The second fragment from "Torso" - "Quartina III" - illustrates a typical Florentine association of ideas - that of the olive tree and the moon:
Lungo piove l'ulivo
fitti nodi di luna.
In translation:
For long the olive tree rains
the heavy nodes of the moon.
The relationship between the voice and the quartet - which still remains - is no less complex than in the first piece. But the instruments are more sharply separated, and the way in which they develop gives rise to a special annotation on the two pages of the musical text. The vocal part, with its intervals jumping to the extremities of the register, with its groups of melodical suggestions, its unusual structures of equal density and its dramatic interruptions, is reminiscent of the global, sophistic treatment of the voice in Chinese opera.
In the third fragment, "Atto" (Act), the string quartet is left to its own devices. There follows a kind of "instrumental liquidation" in the course of which the four stringed instruments play the sum total of what they had to play in "Torso". They commence simultaneously, but continue independently of each other until the material has been exhausted. In the score, the relevant poetical quotations from Braibanti are to be found in the margin.
The fourth and final fragment follows immediately. It is the one with which "Torso" concludes and that to which the suite owes its title, on account of the single verse which is set to music: "Il nudo violente dolce essenziale corpolinguaggio dell'intuito vitale" ("The violently gentle naked one, essential body-language of vital intuition"). A kind of great cadence, combining all the difficulties of reading and intonation. It is one of the most difficult and brilliantly executed pieces in contemporary music for the human voice without instrumental support.

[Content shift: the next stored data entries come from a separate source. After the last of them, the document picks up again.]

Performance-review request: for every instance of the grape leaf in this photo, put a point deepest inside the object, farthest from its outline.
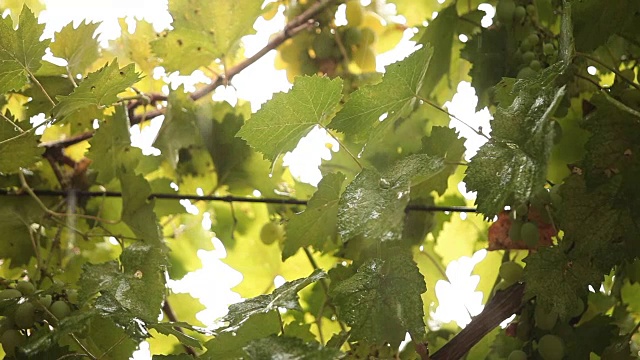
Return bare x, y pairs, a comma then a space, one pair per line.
601, 230
23, 145
179, 129
228, 345
76, 45
508, 168
280, 124
440, 34
381, 302
21, 50
373, 204
286, 296
442, 142
394, 95
317, 223
170, 329
204, 31
135, 47
137, 209
16, 217
98, 90
111, 147
284, 347
135, 291
558, 280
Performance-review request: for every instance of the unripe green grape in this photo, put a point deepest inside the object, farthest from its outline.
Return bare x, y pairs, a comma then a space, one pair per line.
323, 45
522, 209
551, 347
557, 136
525, 45
554, 195
545, 320
548, 49
271, 232
519, 13
10, 294
535, 65
369, 37
24, 316
517, 355
45, 300
352, 36
514, 230
531, 10
533, 39
354, 13
60, 309
528, 56
510, 272
25, 287
10, 340
530, 234
505, 10
526, 73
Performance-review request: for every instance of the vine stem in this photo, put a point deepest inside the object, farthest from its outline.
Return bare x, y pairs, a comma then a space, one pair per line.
298, 24
604, 65
171, 315
227, 198
429, 102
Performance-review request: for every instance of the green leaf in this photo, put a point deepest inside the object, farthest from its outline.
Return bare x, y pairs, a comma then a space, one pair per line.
204, 31
98, 90
280, 124
513, 164
16, 217
373, 204
179, 129
111, 148
318, 223
137, 209
76, 45
286, 296
395, 95
283, 347
228, 345
21, 144
381, 302
440, 34
135, 291
21, 50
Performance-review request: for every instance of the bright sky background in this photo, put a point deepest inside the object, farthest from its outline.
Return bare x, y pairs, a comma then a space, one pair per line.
458, 298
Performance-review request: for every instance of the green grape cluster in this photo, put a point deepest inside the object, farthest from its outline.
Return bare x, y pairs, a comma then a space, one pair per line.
333, 50
24, 310
536, 47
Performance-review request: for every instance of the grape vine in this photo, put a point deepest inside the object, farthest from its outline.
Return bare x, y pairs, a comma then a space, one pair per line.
93, 229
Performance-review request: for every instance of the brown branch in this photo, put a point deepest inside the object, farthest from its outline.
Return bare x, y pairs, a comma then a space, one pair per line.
298, 24
504, 304
225, 198
171, 315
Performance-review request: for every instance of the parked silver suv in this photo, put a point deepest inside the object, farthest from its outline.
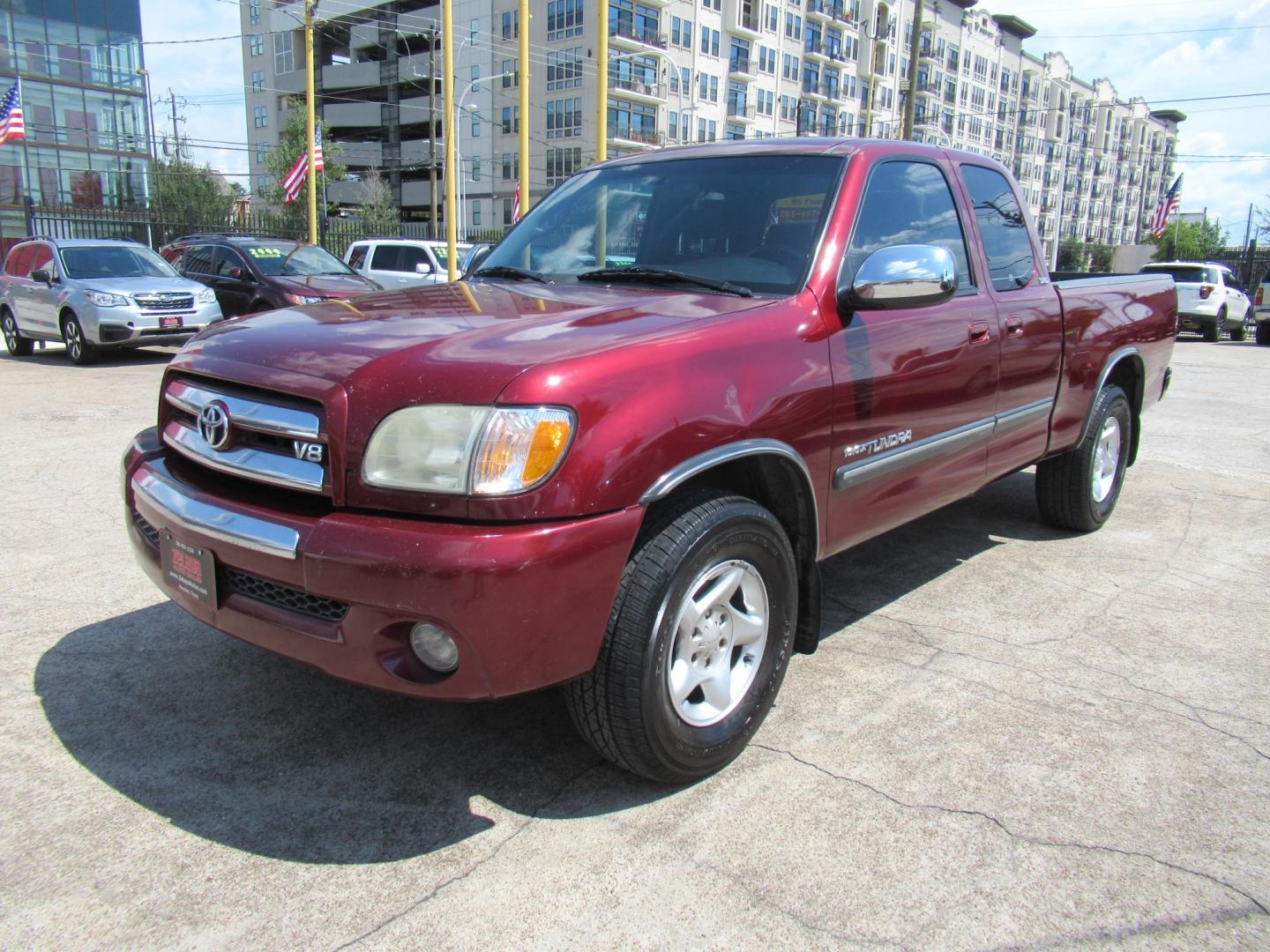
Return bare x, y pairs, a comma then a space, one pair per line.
94, 294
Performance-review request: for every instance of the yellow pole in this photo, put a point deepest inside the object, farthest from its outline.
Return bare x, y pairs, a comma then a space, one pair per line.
524, 79
602, 84
447, 86
310, 120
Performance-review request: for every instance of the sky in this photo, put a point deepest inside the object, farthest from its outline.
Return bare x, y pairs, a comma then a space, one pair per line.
1175, 54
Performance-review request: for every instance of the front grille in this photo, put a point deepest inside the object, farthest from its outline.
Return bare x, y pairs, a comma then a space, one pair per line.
248, 585
164, 302
147, 532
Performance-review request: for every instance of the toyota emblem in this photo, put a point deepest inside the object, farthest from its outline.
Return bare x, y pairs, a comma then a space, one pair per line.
213, 424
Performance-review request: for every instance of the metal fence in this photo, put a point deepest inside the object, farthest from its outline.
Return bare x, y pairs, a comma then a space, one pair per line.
156, 227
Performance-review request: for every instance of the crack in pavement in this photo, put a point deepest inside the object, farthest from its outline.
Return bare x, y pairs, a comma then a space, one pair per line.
1195, 716
479, 863
1021, 837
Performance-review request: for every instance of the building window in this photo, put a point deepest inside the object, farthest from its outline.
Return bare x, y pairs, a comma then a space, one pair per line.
283, 52
564, 19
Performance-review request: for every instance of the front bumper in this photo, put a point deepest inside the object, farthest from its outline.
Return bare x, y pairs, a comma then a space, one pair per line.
133, 326
527, 603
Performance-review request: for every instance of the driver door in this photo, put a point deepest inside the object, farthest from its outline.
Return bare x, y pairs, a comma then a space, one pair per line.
915, 389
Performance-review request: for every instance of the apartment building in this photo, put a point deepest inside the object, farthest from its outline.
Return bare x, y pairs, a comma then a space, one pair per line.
1091, 163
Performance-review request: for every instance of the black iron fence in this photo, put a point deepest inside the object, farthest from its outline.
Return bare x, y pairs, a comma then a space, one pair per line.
155, 227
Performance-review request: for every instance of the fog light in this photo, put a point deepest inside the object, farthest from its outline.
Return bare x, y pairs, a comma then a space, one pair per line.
436, 649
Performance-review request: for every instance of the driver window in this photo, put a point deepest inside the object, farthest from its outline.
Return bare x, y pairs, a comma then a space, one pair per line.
908, 204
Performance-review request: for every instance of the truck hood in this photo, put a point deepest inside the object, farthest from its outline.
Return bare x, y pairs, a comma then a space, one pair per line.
453, 343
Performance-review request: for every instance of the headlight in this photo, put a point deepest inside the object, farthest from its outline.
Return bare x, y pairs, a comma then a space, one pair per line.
467, 450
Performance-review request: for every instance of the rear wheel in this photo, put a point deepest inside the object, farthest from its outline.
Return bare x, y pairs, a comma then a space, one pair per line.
1212, 334
1246, 325
78, 346
17, 344
698, 641
1079, 489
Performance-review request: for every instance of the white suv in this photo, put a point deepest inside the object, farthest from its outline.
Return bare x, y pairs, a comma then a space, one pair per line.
1209, 299
398, 263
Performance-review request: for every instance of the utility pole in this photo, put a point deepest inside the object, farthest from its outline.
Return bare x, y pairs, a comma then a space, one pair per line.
524, 68
310, 121
432, 130
915, 46
447, 56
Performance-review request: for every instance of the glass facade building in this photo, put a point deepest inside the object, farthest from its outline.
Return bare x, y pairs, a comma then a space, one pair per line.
83, 101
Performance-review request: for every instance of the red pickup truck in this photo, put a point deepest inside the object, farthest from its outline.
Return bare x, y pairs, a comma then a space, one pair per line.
614, 456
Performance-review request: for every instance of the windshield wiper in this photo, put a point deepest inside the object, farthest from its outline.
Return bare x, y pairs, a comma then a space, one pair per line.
639, 271
510, 271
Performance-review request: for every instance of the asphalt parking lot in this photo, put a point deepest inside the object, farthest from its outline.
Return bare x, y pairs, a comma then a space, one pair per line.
1010, 738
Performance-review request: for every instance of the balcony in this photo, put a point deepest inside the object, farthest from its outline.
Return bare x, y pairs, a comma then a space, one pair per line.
742, 68
637, 89
828, 11
628, 138
628, 34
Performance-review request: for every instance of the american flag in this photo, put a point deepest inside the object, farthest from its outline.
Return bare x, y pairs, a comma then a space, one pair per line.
11, 115
1169, 204
295, 179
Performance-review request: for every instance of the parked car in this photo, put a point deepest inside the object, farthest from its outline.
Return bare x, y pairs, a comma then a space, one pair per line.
397, 263
1261, 311
1209, 299
623, 479
97, 294
253, 274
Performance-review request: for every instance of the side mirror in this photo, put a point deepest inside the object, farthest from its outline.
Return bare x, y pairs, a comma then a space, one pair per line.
900, 276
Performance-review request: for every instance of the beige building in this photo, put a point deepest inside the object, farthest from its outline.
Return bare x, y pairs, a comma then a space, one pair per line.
1093, 164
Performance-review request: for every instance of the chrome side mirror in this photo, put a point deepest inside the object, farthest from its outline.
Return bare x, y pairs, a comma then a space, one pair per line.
900, 276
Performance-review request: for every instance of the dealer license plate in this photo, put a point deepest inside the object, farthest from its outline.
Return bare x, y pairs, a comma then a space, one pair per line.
190, 569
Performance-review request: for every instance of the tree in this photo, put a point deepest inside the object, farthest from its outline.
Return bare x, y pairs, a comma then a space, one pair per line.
279, 161
377, 215
1191, 242
183, 190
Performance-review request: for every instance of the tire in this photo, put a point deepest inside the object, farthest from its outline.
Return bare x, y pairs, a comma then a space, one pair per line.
1213, 334
1241, 333
78, 346
704, 565
17, 344
1079, 489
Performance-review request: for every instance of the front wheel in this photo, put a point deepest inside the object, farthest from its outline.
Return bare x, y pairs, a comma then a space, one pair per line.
1079, 489
17, 344
78, 346
698, 641
1241, 333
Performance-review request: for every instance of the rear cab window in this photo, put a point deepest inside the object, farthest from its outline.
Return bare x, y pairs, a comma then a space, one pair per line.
1002, 228
908, 202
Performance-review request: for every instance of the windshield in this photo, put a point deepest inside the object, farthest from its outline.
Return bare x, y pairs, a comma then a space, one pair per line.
115, 262
1184, 274
291, 258
752, 219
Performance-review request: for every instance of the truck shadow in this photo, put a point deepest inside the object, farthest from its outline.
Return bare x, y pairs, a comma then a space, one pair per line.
265, 755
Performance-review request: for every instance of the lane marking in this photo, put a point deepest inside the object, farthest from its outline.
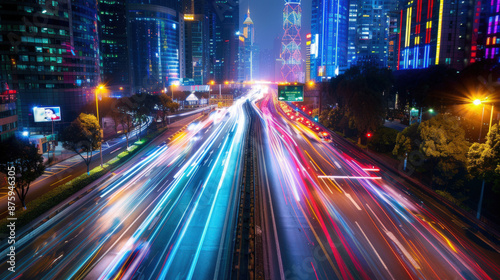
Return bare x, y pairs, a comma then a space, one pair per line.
373, 248
61, 180
352, 200
350, 177
402, 248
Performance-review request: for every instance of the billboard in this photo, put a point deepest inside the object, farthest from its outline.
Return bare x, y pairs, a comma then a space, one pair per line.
47, 114
291, 93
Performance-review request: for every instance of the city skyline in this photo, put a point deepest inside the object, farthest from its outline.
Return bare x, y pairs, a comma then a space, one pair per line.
249, 139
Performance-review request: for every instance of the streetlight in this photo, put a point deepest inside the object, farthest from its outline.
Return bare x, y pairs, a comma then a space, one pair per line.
421, 112
100, 87
478, 102
54, 148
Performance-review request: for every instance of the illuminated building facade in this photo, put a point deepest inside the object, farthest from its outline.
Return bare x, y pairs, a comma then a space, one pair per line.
437, 32
329, 29
196, 41
155, 44
351, 33
113, 44
224, 20
249, 52
308, 56
8, 112
291, 68
52, 58
492, 34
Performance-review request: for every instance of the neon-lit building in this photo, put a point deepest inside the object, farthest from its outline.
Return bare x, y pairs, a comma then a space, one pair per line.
8, 112
248, 51
492, 17
308, 56
155, 44
437, 32
291, 68
52, 59
329, 29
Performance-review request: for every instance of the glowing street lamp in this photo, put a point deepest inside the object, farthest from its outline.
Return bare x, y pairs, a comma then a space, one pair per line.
478, 102
100, 87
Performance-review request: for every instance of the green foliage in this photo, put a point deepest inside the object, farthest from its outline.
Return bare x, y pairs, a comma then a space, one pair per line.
483, 160
47, 201
443, 141
26, 161
384, 140
166, 106
407, 140
450, 197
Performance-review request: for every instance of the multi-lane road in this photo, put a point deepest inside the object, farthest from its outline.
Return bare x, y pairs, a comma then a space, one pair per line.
325, 211
167, 214
330, 212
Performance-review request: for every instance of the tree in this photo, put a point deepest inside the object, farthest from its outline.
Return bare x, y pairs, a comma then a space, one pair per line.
25, 161
443, 142
82, 137
166, 107
384, 139
483, 160
362, 90
407, 141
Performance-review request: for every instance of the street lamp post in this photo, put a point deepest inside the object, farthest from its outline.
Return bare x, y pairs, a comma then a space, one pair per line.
98, 120
478, 102
54, 148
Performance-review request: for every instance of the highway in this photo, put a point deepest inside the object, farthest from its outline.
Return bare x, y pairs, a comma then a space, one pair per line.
325, 211
167, 213
73, 167
329, 212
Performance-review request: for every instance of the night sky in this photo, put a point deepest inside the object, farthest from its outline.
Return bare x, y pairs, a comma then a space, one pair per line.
267, 16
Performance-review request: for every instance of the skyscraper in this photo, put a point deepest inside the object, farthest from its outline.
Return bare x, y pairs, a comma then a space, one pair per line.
290, 50
51, 58
113, 45
492, 34
308, 56
155, 34
436, 32
224, 18
196, 41
372, 32
247, 51
329, 29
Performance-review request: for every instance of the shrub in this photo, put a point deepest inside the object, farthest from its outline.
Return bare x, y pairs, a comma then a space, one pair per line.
384, 140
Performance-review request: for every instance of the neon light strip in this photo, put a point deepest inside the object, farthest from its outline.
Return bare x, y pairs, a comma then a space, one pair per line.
440, 29
399, 47
351, 177
371, 169
408, 27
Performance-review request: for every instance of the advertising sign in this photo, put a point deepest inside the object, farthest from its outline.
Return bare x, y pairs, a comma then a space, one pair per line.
47, 114
291, 93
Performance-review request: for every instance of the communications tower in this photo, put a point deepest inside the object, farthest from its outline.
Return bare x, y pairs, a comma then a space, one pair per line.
290, 44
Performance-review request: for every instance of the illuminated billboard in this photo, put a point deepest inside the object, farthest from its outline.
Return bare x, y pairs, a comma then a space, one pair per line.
47, 114
291, 93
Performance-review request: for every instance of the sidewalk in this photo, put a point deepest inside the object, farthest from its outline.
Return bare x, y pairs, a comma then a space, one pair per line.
61, 154
487, 228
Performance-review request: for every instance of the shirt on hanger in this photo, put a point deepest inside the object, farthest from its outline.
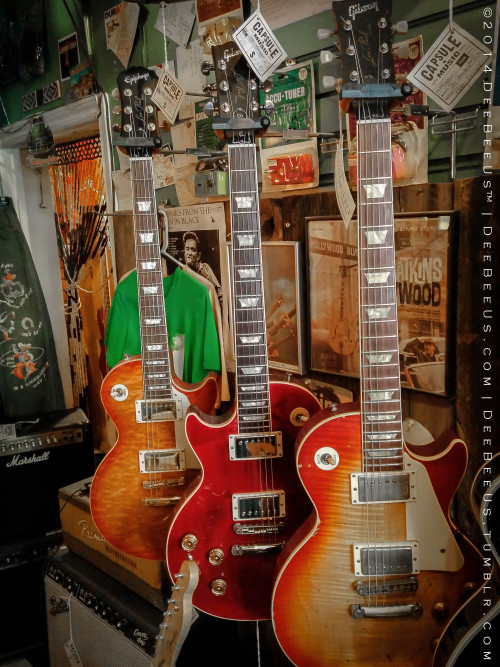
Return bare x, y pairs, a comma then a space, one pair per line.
190, 324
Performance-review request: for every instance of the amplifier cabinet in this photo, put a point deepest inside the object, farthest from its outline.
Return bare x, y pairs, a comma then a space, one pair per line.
34, 464
107, 624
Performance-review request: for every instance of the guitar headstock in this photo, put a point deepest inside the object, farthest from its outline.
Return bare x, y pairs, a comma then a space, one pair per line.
139, 126
238, 93
365, 36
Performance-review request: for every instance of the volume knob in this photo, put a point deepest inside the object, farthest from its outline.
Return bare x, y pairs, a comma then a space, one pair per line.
218, 587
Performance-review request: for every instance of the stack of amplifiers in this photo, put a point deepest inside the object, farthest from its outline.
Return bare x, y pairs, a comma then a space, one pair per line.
35, 462
147, 578
94, 618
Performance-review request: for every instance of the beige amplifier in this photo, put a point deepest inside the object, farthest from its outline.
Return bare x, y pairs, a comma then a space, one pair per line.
147, 578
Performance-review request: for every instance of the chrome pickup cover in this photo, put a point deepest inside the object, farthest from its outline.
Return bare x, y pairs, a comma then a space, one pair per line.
158, 410
385, 559
255, 446
382, 487
161, 460
391, 611
247, 506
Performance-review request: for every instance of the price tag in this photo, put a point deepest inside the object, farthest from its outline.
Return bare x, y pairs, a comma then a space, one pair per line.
450, 67
260, 47
168, 95
72, 654
345, 199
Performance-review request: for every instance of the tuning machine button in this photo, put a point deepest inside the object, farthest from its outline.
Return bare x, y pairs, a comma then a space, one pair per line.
215, 556
218, 587
189, 542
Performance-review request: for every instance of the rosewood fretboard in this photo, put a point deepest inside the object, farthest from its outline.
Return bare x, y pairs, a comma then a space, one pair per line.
380, 373
156, 373
252, 374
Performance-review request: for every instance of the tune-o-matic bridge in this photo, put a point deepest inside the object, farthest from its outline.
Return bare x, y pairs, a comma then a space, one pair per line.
386, 587
382, 487
158, 410
161, 460
269, 505
255, 446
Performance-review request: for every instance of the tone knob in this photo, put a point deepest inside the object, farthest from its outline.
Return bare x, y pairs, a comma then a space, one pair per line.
189, 542
215, 556
218, 587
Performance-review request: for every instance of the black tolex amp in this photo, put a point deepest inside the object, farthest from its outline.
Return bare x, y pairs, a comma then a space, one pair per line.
37, 458
94, 618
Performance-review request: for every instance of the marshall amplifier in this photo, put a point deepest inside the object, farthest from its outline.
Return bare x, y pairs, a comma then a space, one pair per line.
37, 458
94, 620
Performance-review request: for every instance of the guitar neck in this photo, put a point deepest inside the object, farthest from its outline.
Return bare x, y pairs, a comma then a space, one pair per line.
252, 373
156, 373
380, 374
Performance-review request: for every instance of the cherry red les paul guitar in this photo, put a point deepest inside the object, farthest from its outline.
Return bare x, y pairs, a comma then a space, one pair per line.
378, 570
138, 483
249, 501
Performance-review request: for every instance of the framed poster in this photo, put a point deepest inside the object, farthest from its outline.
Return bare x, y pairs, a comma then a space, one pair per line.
282, 265
425, 286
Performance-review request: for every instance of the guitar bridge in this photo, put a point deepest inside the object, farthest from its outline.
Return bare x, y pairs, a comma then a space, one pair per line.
161, 460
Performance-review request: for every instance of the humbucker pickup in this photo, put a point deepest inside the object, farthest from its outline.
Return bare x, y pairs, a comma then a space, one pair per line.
386, 559
247, 506
382, 487
255, 446
161, 460
158, 410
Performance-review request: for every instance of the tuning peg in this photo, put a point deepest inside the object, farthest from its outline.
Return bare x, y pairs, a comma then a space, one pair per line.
268, 106
210, 89
326, 57
210, 109
331, 83
400, 28
207, 67
324, 33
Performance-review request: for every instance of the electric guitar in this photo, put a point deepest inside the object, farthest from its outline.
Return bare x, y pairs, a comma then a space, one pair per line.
237, 517
138, 483
178, 617
472, 636
378, 570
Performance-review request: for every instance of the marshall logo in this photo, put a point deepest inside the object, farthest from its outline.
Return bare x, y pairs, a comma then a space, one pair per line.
18, 461
354, 10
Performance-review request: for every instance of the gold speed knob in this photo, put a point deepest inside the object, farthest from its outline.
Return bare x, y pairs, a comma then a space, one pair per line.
218, 587
189, 542
215, 556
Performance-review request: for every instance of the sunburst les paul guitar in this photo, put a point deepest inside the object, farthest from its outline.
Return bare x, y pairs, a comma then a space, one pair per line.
378, 570
236, 520
138, 483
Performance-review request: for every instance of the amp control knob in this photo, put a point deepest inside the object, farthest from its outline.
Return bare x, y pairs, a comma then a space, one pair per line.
189, 542
215, 556
218, 587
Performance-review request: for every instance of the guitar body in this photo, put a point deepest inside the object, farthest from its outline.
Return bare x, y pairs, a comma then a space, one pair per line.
315, 590
343, 338
207, 512
117, 487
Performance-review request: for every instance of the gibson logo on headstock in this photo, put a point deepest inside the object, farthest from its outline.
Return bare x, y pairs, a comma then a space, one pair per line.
354, 10
133, 78
231, 53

Bussotti here adapts vocal writing in order to emphasize the underlying polyphony of the texts. He uses special articulation, hesitation, echoes and extra syllables which are produced through phonetic association. It is all borne by the same poetic impulse, without loss of comprehension. Small notes are often set at counterpoint to the main notes, producing the acoustic illusion of many interwoven lines of song. The third part of this piece gives the exponent a certain amount of choice in a large section. Depending on her temperament and possibilities, she must pick her way through overlapping areas, groups of symbols and free, but very suggestive graphic symbols. The last but one page of the score is a precise phonetic and literary analysis of the text, with similar consonants and sounds on one line, thus producing extremities of pitch and intensity.
From beginning to end, the most subtle, enchanting, but also the most conscious, musicality fuse, as do, with the same sensual elan, the spoken effects, murmurs, audible breathing, sighs, the compact masses of appogiatura, the arabesques, the extreme intervals and certain almost electronic distortions of the voice. Everything in the work has its own justification, and right till the cry at the end everything is subject to the logic of perfect, compulsive poetry, to a new vocal ethic rather than a vocal aesthetic. The score of "Il Nudo" was published in 1964 by Hermann Moeck in Celle.